In the absence of lobbyists milling about as three Senate committees met Tuesday, the Capitol resembled a ghost town.
“This is so different. Small crowd. We used to get a bigger crowd. I don't know. We have to advertise more or something,” Senate Military and Veterans Affairs, Space and Domestic Security Chairman Tom Wright, R-New Smyrna Beach, quipped to a nearly empty room as he convened his panel Tuesday afternoon.
The practice of lobbying “is no different than any other business where personal interactions are impacted by COVID,” lobbyist Nick Iarossi said.

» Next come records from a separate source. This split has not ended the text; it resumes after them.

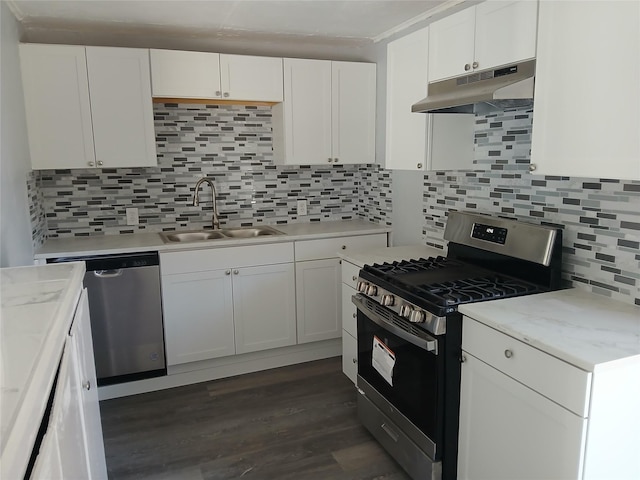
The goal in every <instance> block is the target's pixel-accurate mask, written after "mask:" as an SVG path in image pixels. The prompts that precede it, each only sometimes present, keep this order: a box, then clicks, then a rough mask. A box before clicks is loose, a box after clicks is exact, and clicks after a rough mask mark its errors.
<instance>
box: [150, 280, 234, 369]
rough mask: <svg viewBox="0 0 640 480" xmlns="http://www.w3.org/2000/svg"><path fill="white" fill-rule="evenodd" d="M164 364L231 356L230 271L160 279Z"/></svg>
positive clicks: (232, 314) (231, 331)
mask: <svg viewBox="0 0 640 480" xmlns="http://www.w3.org/2000/svg"><path fill="white" fill-rule="evenodd" d="M162 305H163V310H164V328H165V344H166V348H167V365H177V364H180V363H188V362H195V361H199V360H207V359H210V358H217V357H224V356H227V355H233V354H234V353H235V346H234V345H235V341H234V332H233V298H232V290H231V270H213V271H206V272H198V273H185V274H178V275H164V276H163V277H162Z"/></svg>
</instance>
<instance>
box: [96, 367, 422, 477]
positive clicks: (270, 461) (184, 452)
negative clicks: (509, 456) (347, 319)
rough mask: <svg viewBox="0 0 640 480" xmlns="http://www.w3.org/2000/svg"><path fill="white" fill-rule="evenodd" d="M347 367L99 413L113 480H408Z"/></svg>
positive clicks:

“Our communications will be shifting from in-person to calls, text, Zoom meetings and office visits, as opposed to face-to-face meetings in the Capitol in order to be responsible and limit person-to-person contact,” Iarossi said in an interview. “The message our firm is sending to our clients is that we need to be respectful of legislators and their staff, and a lot of legislators are nervous about doing in-person meetings.”
But Ellyn Bogdanoff, a former state senator who’s now a lobbyist, said that, while she’s “accomplished a lot” through Zoom meetings and telephone calls, she’s not anxious about meeting with lawmakers.
“If somebody will have a meeting with me in the Capitol, I will take it,” she said.
Bogdanoff, who lives in Fort Lauderdale and skipped the first week of committee meetings, said she wears a face mask, frequently washes her hands and follows “all of the protocols” recommended by health officials.
“I’m extremely cautious,” she said. “But I just feel like there’s certain things you have to learn to live with.”
Staff writer Jim Turner contributed to this report.